Members of Theresa May’s cabinet apparently have “significant reservations” about her Brexit transition plan. That is hardly news: all policies involve reservations. But to describe a customs union fall-back as vassalage, bondage and enslavement insults both language and history. May’s colleagues are at this critical moment seeking to undermine her attempt to find a way through a political nightmare, and with no proffered alternative. That is anarchy.

Irrespective of whether a customs union with Europe is good for Britain – and evidence and common sense suggests it is – an interim fall-back to no customs union is utter stupidity. It would mean border chaos, massive disruption to food supplies, damage to exports and yawning gaps in labour supply. A mix of personal ambition and reckless brinkmanship may appeal to hot-blooded ministers. But that is not responsible government.
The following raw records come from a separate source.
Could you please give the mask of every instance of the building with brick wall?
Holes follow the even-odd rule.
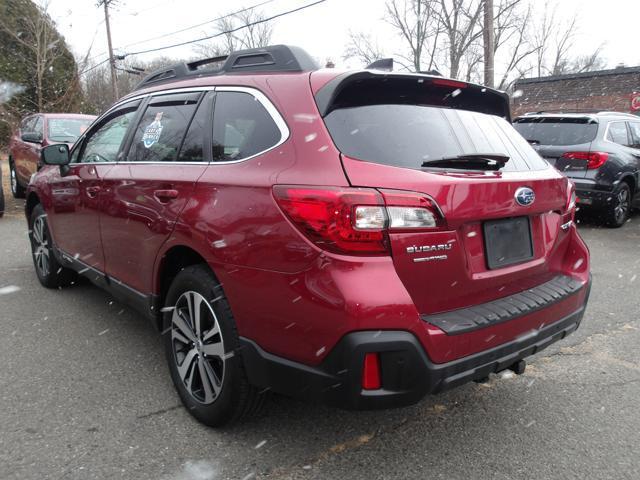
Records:
[[[640,115],[640,67],[524,78],[515,83],[513,116],[539,111],[617,111]]]

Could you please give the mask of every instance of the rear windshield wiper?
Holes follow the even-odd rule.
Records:
[[[540,145],[540,140],[534,140],[533,138],[527,138],[526,140],[527,140],[527,142],[529,142],[531,145]]]
[[[472,153],[456,155],[422,162],[423,167],[462,168],[466,170],[500,170],[509,157],[500,153]]]

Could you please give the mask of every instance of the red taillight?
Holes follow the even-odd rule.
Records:
[[[567,152],[562,158],[571,160],[585,160],[587,162],[587,170],[600,168],[609,158],[609,154],[605,152]]]
[[[355,255],[388,253],[384,223],[378,229],[354,226],[356,206],[384,208],[377,190],[276,185],[273,193],[291,221],[318,247]]]
[[[380,355],[365,353],[362,367],[362,388],[364,390],[378,390],[382,386],[380,380]]]
[[[424,194],[373,188],[276,185],[284,213],[319,248],[349,255],[388,255],[388,231],[441,226]]]

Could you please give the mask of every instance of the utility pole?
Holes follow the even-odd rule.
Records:
[[[98,5],[104,6],[104,23],[107,27],[107,45],[109,46],[109,65],[111,66],[111,91],[113,93],[113,101],[120,98],[118,94],[118,77],[116,76],[116,59],[113,56],[113,46],[111,44],[111,25],[109,24],[109,4],[113,0],[100,0]]]
[[[484,0],[484,28],[482,38],[484,40],[484,84],[493,88],[494,66],[494,30],[493,30],[493,0]]]

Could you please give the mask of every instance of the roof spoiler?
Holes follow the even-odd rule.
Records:
[[[393,58],[381,58],[365,67],[365,70],[382,70],[393,72]]]
[[[179,63],[147,75],[134,90],[187,78],[244,72],[308,72],[318,64],[306,51],[289,45],[238,50],[229,55]]]
[[[406,103],[408,98],[420,105],[486,113],[511,122],[509,96],[505,92],[437,75],[370,70],[345,72],[315,94],[322,117],[336,108],[354,106],[354,102],[358,105]]]

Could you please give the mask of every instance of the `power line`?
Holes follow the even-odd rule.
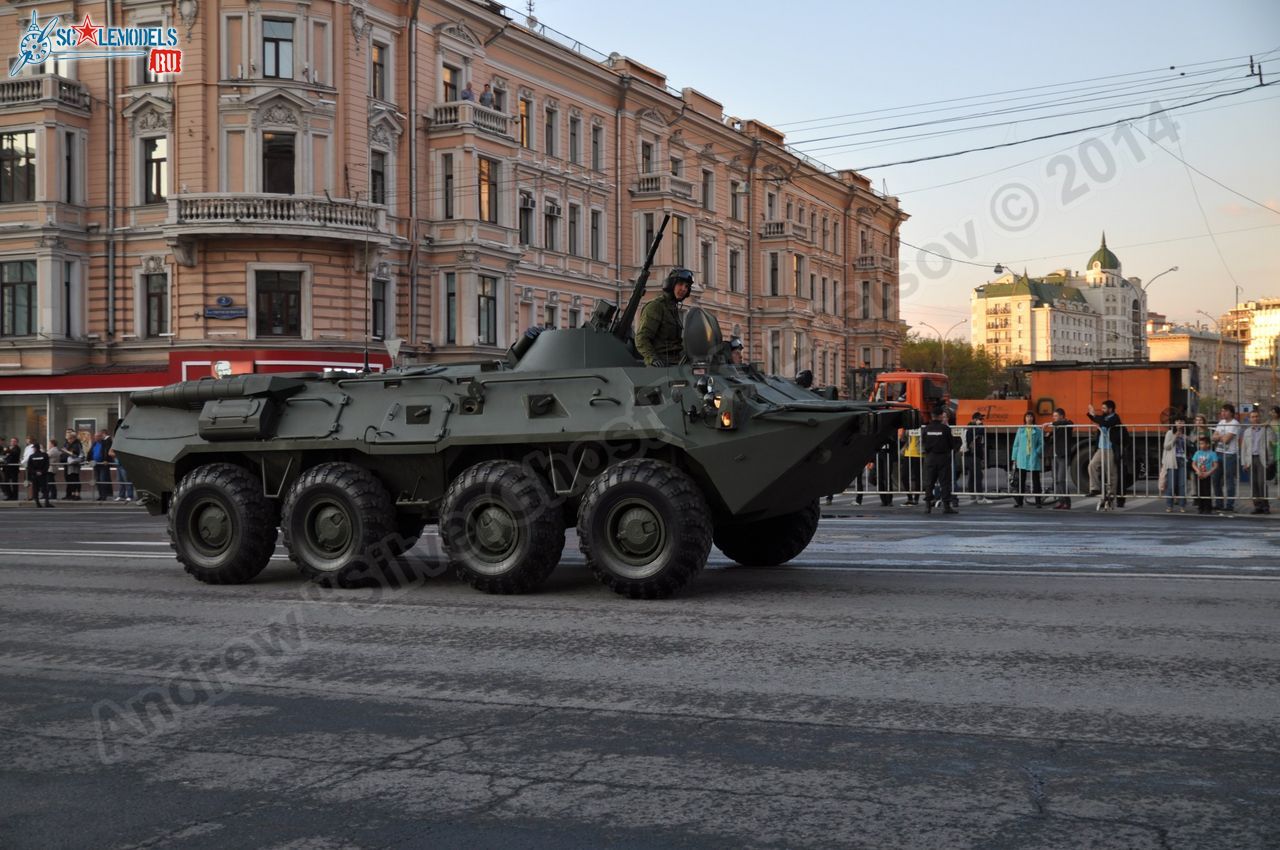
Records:
[[[1271,212],[1271,213],[1275,213],[1276,215],[1280,215],[1280,210],[1272,209],[1271,207],[1267,206],[1266,204],[1262,203],[1261,201],[1256,201],[1256,200],[1254,200],[1253,198],[1250,198],[1248,195],[1246,195],[1246,194],[1245,194],[1245,193],[1243,193],[1243,192],[1237,192],[1235,189],[1232,189],[1230,186],[1228,186],[1226,183],[1223,183],[1221,180],[1216,180],[1216,179],[1214,179],[1213,177],[1210,177],[1208,174],[1205,174],[1203,171],[1201,171],[1200,169],[1196,168],[1194,165],[1192,165],[1191,163],[1187,162],[1185,159],[1183,159],[1182,157],[1178,156],[1176,153],[1174,153],[1173,151],[1169,150],[1169,149],[1168,149],[1168,148],[1166,148],[1164,145],[1160,144],[1160,143],[1159,143],[1159,142],[1157,142],[1155,139],[1153,139],[1153,138],[1151,138],[1150,136],[1148,136],[1148,135],[1147,135],[1147,134],[1142,130],[1142,128],[1140,128],[1140,127],[1134,127],[1133,129],[1137,130],[1139,133],[1142,133],[1142,135],[1146,137],[1146,139],[1147,139],[1147,141],[1148,141],[1148,142],[1150,142],[1151,144],[1155,145],[1155,146],[1156,146],[1156,147],[1158,147],[1160,150],[1164,151],[1164,152],[1165,152],[1165,153],[1167,153],[1169,156],[1173,157],[1173,158],[1174,158],[1174,159],[1176,159],[1178,162],[1180,162],[1180,163],[1182,163],[1183,165],[1185,165],[1187,168],[1190,168],[1192,171],[1194,171],[1196,174],[1199,174],[1201,177],[1203,177],[1204,179],[1208,180],[1210,183],[1216,183],[1217,185],[1221,186],[1223,189],[1226,189],[1226,190],[1227,190],[1228,192],[1230,192],[1231,194],[1233,194],[1233,195],[1235,195],[1235,196],[1237,196],[1237,197],[1240,197],[1240,198],[1244,198],[1244,199],[1245,199],[1246,201],[1248,201],[1249,203],[1251,203],[1251,204],[1255,204],[1255,205],[1257,205],[1257,206],[1259,206],[1259,207],[1262,207],[1262,208],[1263,208],[1264,210],[1266,210],[1267,212]],[[1179,145],[1178,145],[1178,150],[1179,150],[1179,151],[1181,151],[1181,150],[1182,150],[1182,145],[1181,145],[1181,143],[1179,143]]]

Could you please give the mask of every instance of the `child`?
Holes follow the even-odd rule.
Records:
[[[1218,453],[1209,448],[1209,438],[1200,438],[1200,451],[1191,457],[1191,469],[1196,475],[1196,508],[1202,514],[1213,513],[1213,473],[1222,461]]]

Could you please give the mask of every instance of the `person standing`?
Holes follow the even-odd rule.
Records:
[[[672,269],[662,293],[644,305],[636,329],[636,351],[646,366],[674,366],[684,354],[684,322],[680,304],[693,291],[693,272]]]
[[[938,486],[938,501],[944,514],[959,513],[951,504],[951,453],[959,448],[960,438],[951,432],[943,418],[947,409],[938,405],[933,418],[920,429],[920,447],[924,450],[924,512],[933,512],[933,488]]]
[[[111,501],[111,436],[107,429],[99,431],[98,438],[89,447],[89,460],[93,462],[93,483],[98,490],[94,501]]]
[[[1262,424],[1262,414],[1249,412],[1249,424],[1240,437],[1240,463],[1249,472],[1249,496],[1253,499],[1252,514],[1271,513],[1267,501],[1267,461],[1275,454],[1271,445],[1271,428]]]
[[[1187,420],[1181,416],[1173,420],[1164,432],[1160,447],[1160,475],[1164,479],[1161,492],[1166,502],[1164,512],[1173,513],[1175,507],[1187,512]],[[1176,503],[1176,504],[1175,504]]]
[[[920,504],[920,463],[924,459],[924,450],[920,446],[922,430],[907,429],[898,438],[898,445],[902,449],[902,465],[898,470],[898,479],[903,491],[907,494],[907,499],[903,503],[907,507]]]
[[[1044,433],[1036,427],[1036,415],[1031,411],[1022,414],[1022,427],[1013,435],[1013,465],[1018,470],[1018,495],[1013,497],[1013,506],[1022,507],[1022,499],[1028,493],[1034,493],[1036,507],[1044,507],[1044,499],[1040,496],[1040,471],[1044,463]],[[1027,481],[1031,481],[1031,489],[1027,489]]]
[[[1210,448],[1208,437],[1200,438],[1200,450],[1191,456],[1191,469],[1196,475],[1196,512],[1213,513],[1213,474],[1220,466],[1218,453]]]
[[[62,445],[62,478],[67,482],[67,501],[80,501],[80,463],[84,460],[84,444],[76,432],[67,429],[67,440]]]
[[[1098,448],[1089,458],[1089,495],[1102,496],[1103,503],[1114,499],[1116,495],[1116,452],[1112,442],[1116,429],[1120,427],[1120,416],[1116,413],[1116,403],[1107,399],[1102,403],[1102,413],[1089,405],[1089,419],[1098,426]]]
[[[1071,463],[1071,437],[1075,433],[1072,430],[1075,424],[1067,418],[1067,412],[1059,407],[1053,411],[1053,421],[1046,422],[1044,426],[1045,440],[1048,442],[1045,450],[1053,464],[1053,492],[1058,494],[1053,505],[1055,511],[1071,510],[1071,497],[1067,495],[1071,492],[1068,465]]]
[[[22,466],[22,468],[23,468],[23,469],[26,469],[26,468],[27,468],[27,461],[31,459],[31,453],[32,453],[32,452],[34,452],[34,451],[36,450],[36,446],[38,446],[38,445],[39,445],[39,443],[40,443],[40,441],[39,441],[39,440],[37,440],[35,437],[31,437],[31,436],[28,436],[28,437],[27,437],[27,444],[26,444],[25,446],[23,446],[23,447],[22,447],[22,460],[21,460],[21,462],[20,462],[20,463],[21,463],[21,466]],[[28,491],[30,491],[30,490],[31,490],[31,477],[30,477],[30,476],[28,476],[28,477],[27,477],[27,490],[28,490]],[[36,495],[35,493],[30,493],[30,492],[29,492],[29,493],[28,493],[28,495],[30,495],[30,496],[31,496],[31,498],[32,498],[32,499],[33,499],[37,504],[40,502],[40,497],[39,497],[38,495]]]
[[[58,441],[49,440],[49,480],[45,484],[45,501],[58,498],[58,465],[62,463],[62,449]]]
[[[22,462],[22,447],[18,438],[12,437],[9,446],[4,450],[4,500],[12,502],[18,498],[18,464]]]
[[[49,501],[49,453],[37,441],[27,455],[27,483],[31,485],[31,498],[40,507],[40,497],[44,497],[44,507],[53,507]]]
[[[1234,404],[1222,405],[1213,429],[1213,448],[1222,462],[1213,476],[1213,506],[1231,513],[1236,509],[1236,485],[1240,480],[1240,420]]]
[[[480,105],[485,109],[493,109],[493,87],[488,83],[484,84],[484,91],[480,92]]]
[[[470,81],[468,81],[467,84],[462,87],[462,94],[459,96],[458,99],[471,100],[471,101],[474,101],[476,99],[476,91],[475,89],[471,88]]]
[[[987,498],[987,428],[982,411],[975,410],[969,417],[969,439],[964,447],[964,486],[970,493],[970,502],[989,505]]]
[[[133,501],[133,482],[129,480],[129,473],[120,463],[120,459],[116,457],[116,450],[112,449],[108,454],[111,461],[116,467],[116,483],[120,485],[119,491],[116,493],[117,502]]]

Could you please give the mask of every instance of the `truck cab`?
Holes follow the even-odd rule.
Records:
[[[881,372],[871,401],[905,402],[927,421],[938,403],[951,406],[951,382],[940,372]]]

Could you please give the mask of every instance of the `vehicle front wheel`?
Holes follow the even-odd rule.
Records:
[[[326,587],[376,581],[379,555],[395,555],[395,509],[372,472],[322,463],[303,472],[284,503],[284,545],[298,569]],[[385,553],[377,551],[385,547]]]
[[[261,481],[234,464],[211,463],[178,482],[169,508],[169,542],[196,579],[243,584],[271,560],[274,516]]]
[[[711,518],[693,479],[659,460],[602,472],[578,509],[578,542],[606,587],[632,599],[680,590],[707,563]]]
[[[822,508],[815,501],[794,513],[716,529],[715,544],[744,567],[776,567],[799,555],[818,530]]]
[[[486,593],[527,593],[560,563],[564,520],[542,479],[509,460],[470,467],[444,494],[440,542],[458,577]]]

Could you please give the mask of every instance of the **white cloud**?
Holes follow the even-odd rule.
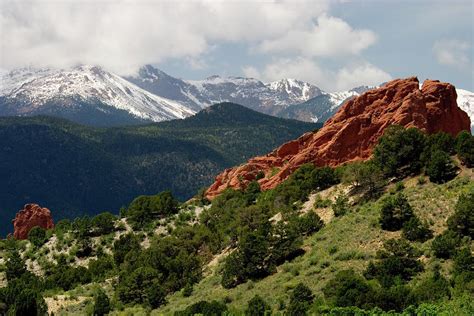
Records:
[[[261,78],[266,82],[282,78],[297,78],[316,83],[325,81],[325,75],[319,65],[311,59],[303,57],[276,59],[265,65],[261,72],[258,73],[256,69],[253,71],[254,77]]]
[[[296,29],[282,37],[265,40],[260,50],[266,53],[297,53],[308,57],[335,57],[359,54],[375,40],[374,32],[354,30],[345,21],[323,14],[310,29]]]
[[[362,61],[336,71],[325,69],[309,58],[280,58],[258,70],[247,66],[242,69],[246,76],[271,82],[282,78],[298,78],[315,84],[325,91],[348,90],[362,85],[379,85],[392,77],[382,69]]]
[[[0,67],[88,63],[126,74],[169,58],[199,60],[222,42],[281,38],[327,8],[325,0],[2,0]]]
[[[391,80],[390,74],[367,62],[341,68],[336,74],[337,90],[358,86],[375,86]]]
[[[252,66],[245,66],[242,68],[242,73],[244,74],[245,77],[249,78],[259,78],[260,77],[260,72],[258,71],[257,68],[252,67]]]
[[[470,45],[466,41],[442,39],[434,43],[433,52],[440,64],[464,68],[470,63],[469,48]]]

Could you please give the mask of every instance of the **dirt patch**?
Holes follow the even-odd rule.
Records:
[[[321,220],[324,222],[324,224],[328,224],[333,218],[334,218],[334,212],[332,211],[331,207],[314,207],[314,202],[316,202],[316,198],[319,196],[322,199],[327,199],[330,200],[331,202],[334,202],[336,200],[336,197],[343,193],[347,194],[349,192],[349,187],[344,186],[344,185],[335,185],[332,186],[326,190],[320,191],[318,193],[313,193],[309,196],[308,201],[306,201],[303,204],[303,207],[301,208],[301,212],[307,213],[311,210],[314,210],[316,214],[321,218]]]
[[[58,312],[66,308],[68,306],[72,305],[78,305],[87,300],[89,297],[86,296],[78,296],[72,298],[69,295],[56,295],[53,297],[45,297],[45,302],[46,305],[48,306],[48,314],[51,315],[54,313],[55,315],[58,314]]]
[[[215,255],[214,258],[212,258],[212,260],[207,264],[207,266],[204,267],[203,275],[204,276],[211,275],[215,271],[219,262],[224,260],[224,258],[230,255],[233,251],[234,249],[227,247],[220,254]]]

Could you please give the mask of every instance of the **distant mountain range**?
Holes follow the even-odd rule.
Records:
[[[23,68],[0,74],[0,116],[51,115],[87,125],[117,126],[182,119],[212,104],[233,102],[273,116],[324,122],[345,100],[371,88],[328,93],[296,79],[183,80],[151,65],[129,77],[97,66]],[[474,122],[473,93],[457,91],[459,105]]]
[[[322,94],[318,87],[294,79],[268,84],[242,77],[211,76],[204,80],[182,80],[150,65],[142,67],[138,76],[126,79],[144,90],[181,102],[195,110],[219,102],[233,102],[276,115],[290,104],[302,103]]]
[[[159,122],[194,113],[95,66],[23,68],[1,77],[1,116],[52,115],[107,126]]]
[[[231,103],[184,120],[120,128],[0,118],[0,222],[30,202],[59,219],[117,212],[138,195],[163,190],[185,200],[223,169],[319,127]]]

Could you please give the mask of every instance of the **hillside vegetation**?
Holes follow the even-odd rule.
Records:
[[[2,241],[0,313],[472,315],[473,165],[468,133],[394,126],[370,161],[269,191],[36,228]]]
[[[0,220],[26,203],[55,219],[117,211],[141,194],[181,201],[218,172],[319,125],[223,103],[170,122],[92,128],[49,117],[0,119]],[[0,227],[0,235],[11,230]]]

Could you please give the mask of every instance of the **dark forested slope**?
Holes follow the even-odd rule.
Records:
[[[188,199],[224,168],[317,127],[231,103],[184,120],[123,128],[1,118],[0,220],[8,223],[28,202],[63,218],[117,210],[162,190]]]

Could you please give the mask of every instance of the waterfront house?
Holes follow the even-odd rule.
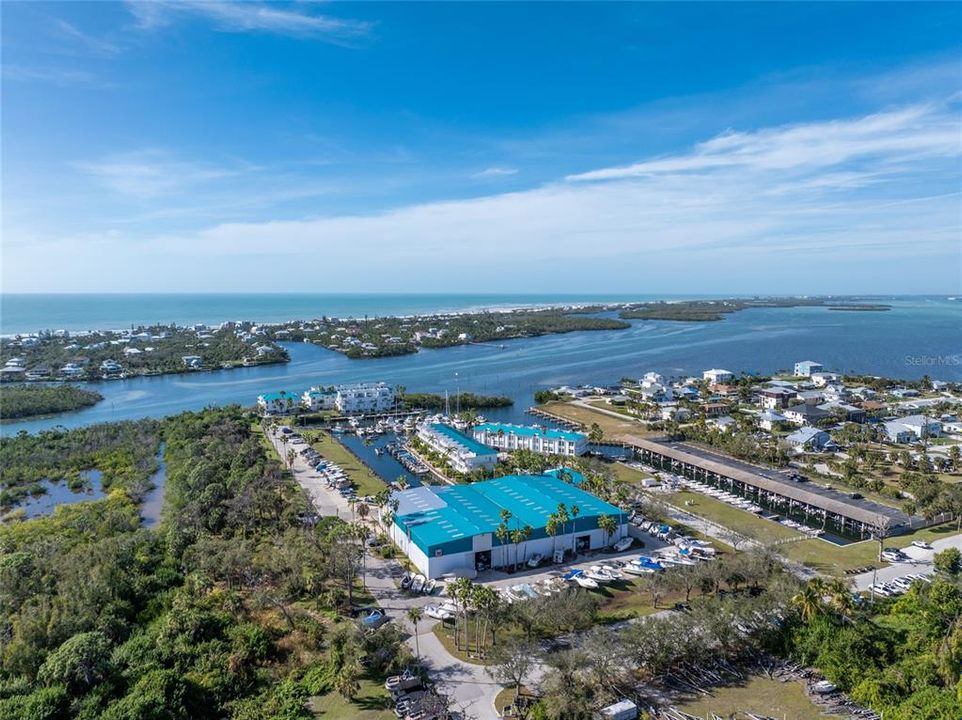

Negotiating Brexit was never going to be easy. The case for a political breach with the EU was emotional rather than rational, but at least it could work. The UK simply ceases to be a member of the EU next March. But two years on from the referendum, the case for an economic breach remains elusive. There are no other market openings that could possibly replicate the EU’s now complex single market. May’s own pretence that such a “unicorn” exists was always fantasy. Now her unicorn has come home to graze.

Even so, she and the country are entitled to expect those selected to lead the government to keep the public interest at heart. The border with Ireland was always a clincher, because Northern Ireland exposed the reality, that Britain cannot both be part of the EU economy and not part of it. It must be Cyprus or not Cyprus. No Brexit plan has resolved this satisfactorily for the simple reason that it is not resolvable. Two further years of transition negotiations will probably not do so either. If we wish to trade friction-free with the EU, we must do so on its terms. Trade is a barter, not a shackle. The issue is balance of interest, and that must lie in a customs union.

Party discipline is now disintegrating. The Tories’ favourite “secret weapon”, loyalty, has gone blunt. Sooner or later, every MP will have to stand up and be counted, “deal or no deal”. The latter would not be the end of the world, but it would plainly be disruptive and very expensive – and yield no conceivable public benefit. It is astonishing that those elected to run the country, including as paid servants of the crown, can seriously contemplate it.